November 24:  This past weekend, I met a little old man who is a teacher.  I don’t recall what started the particular spur of conversation I listened in on (I do remember a later chunk involving a lady going to teach middle school to the shock and horror of her peers) but this guy was talking about how he’s got cheerleaders in his classes that have been arrested for assault (in broad daylight) and prostitution (probably not in broad daylight).  There are a lot of little monsters out there — “evil” was the word being tossed around — and I really do appreciate the teachers with the best of intentions keeping the bastards away from me.

But what I was really coming in to write about was a TAG article in the Oregonian about my dear Hillsboro school district here.  It makes me wonder if my ruckus-raising is starting to have an effect.  Mostly it’s talking about trying to find gifted kids in minority communities.  The key thing to note is that

By law, school districts must identify their talented and gifted students and educate them at their level and rate, or pace, of learning. [but] The district budgeted $439,000 for TAG this year, which is slightly less than last year as a result of budget cuts. Many districts spend nothing. The state does not fund TAG programs.

That’s a mixture of fantastic and disappointing, but generally not too surprising.  Where things get odd is when the article says

Schools must also recognize students who demonstrate the potential to perform at the 97th percentile. Typically, those students include minorities, low-income and learning disabled students.

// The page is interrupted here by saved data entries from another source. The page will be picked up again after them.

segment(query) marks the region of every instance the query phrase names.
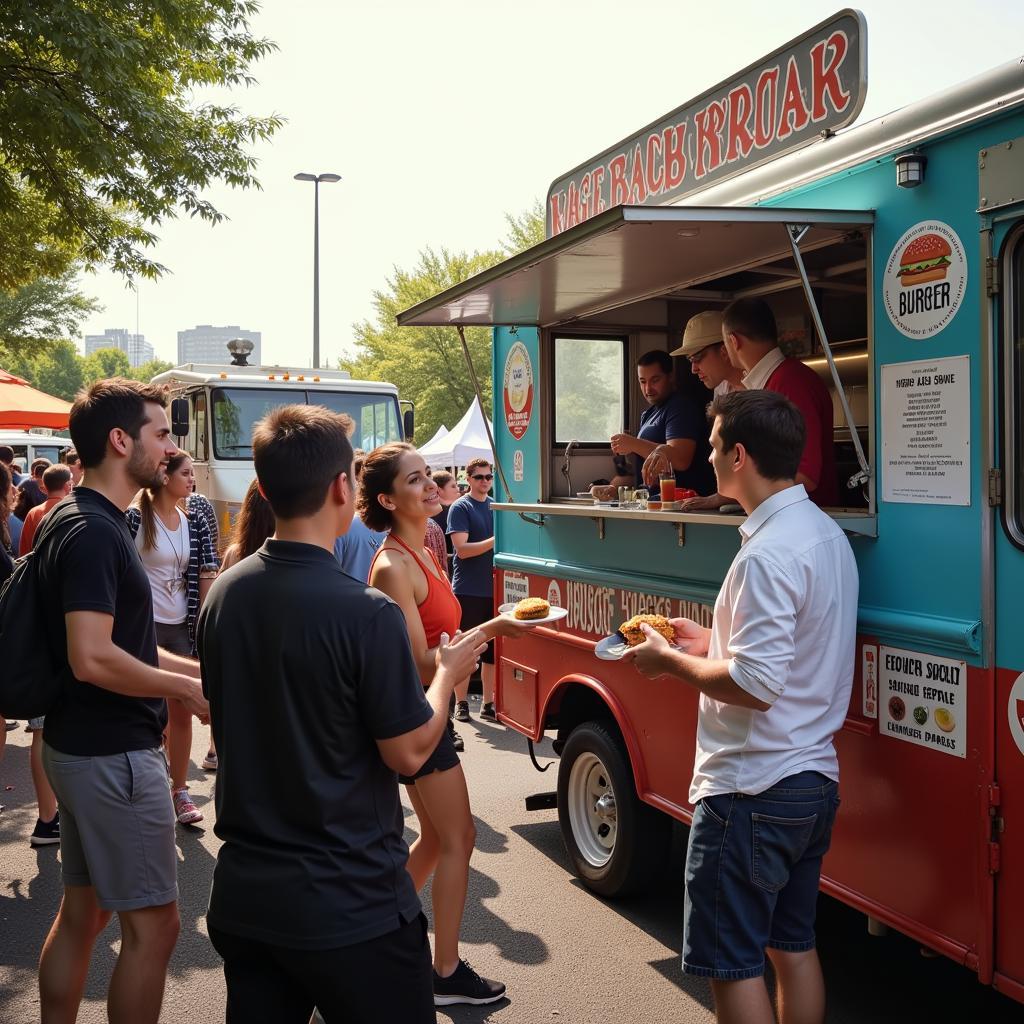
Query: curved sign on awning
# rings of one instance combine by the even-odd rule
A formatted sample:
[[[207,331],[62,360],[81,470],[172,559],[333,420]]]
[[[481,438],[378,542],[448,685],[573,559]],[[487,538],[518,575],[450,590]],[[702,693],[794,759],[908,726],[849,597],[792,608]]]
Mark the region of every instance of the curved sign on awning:
[[[844,10],[552,182],[547,237],[613,206],[674,202],[827,138],[867,94],[867,25]]]

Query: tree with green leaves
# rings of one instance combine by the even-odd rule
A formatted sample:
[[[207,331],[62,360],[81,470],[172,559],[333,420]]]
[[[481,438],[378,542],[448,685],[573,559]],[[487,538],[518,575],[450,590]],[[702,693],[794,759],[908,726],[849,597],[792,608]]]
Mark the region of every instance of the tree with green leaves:
[[[119,354],[124,355],[123,352]],[[48,395],[73,402],[78,389],[86,383],[83,373],[85,362],[74,342],[58,341],[33,362],[31,383]]]
[[[217,223],[215,181],[259,187],[249,147],[278,117],[204,98],[273,49],[255,0],[0,4],[0,288],[75,258],[128,277],[178,212]]]
[[[0,288],[0,366],[19,354],[32,358],[53,342],[81,333],[81,323],[102,306],[77,286],[77,268],[37,277],[20,288]]]
[[[452,427],[473,401],[473,383],[454,327],[399,327],[404,309],[493,267],[544,237],[544,211],[535,203],[519,216],[506,215],[508,237],[486,252],[424,249],[412,271],[395,268],[387,289],[373,294],[376,323],[356,324],[357,354],[339,366],[363,380],[386,380],[416,405],[416,440],[422,444],[444,424]],[[539,232],[539,234],[538,234]],[[469,327],[466,344],[480,380],[484,412],[491,412],[491,329]]]
[[[128,377],[131,372],[128,355],[119,348],[98,348],[82,361],[82,379],[86,384],[111,377]]]
[[[158,373],[173,369],[174,363],[169,363],[166,359],[150,359],[149,362],[133,366],[128,376],[133,380],[141,380],[148,384]]]

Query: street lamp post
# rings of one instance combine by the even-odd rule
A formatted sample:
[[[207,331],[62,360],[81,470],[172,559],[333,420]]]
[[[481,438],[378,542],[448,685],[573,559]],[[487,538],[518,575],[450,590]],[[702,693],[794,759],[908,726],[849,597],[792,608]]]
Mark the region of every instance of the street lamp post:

While I can understand how a socioeconomically disadvantaged student may demonstrate gifted behavior, and expect that a socioeconomically disadvantaged student is “likely” in a minority group somehow, I’m utterly unsure of how a learning-disabled student is going to demonstrate giftedness.  But it could just be a fluke of the article, which also cites “The kids may not have a computer at home” as a reason for students not seeming to be talented and gifted when studies that the teachers were chatting about on Saturday are showing that the interwebs are preventing the neural pathways related to attention span, memory, and coherent analytical thinking capacity from properly developing.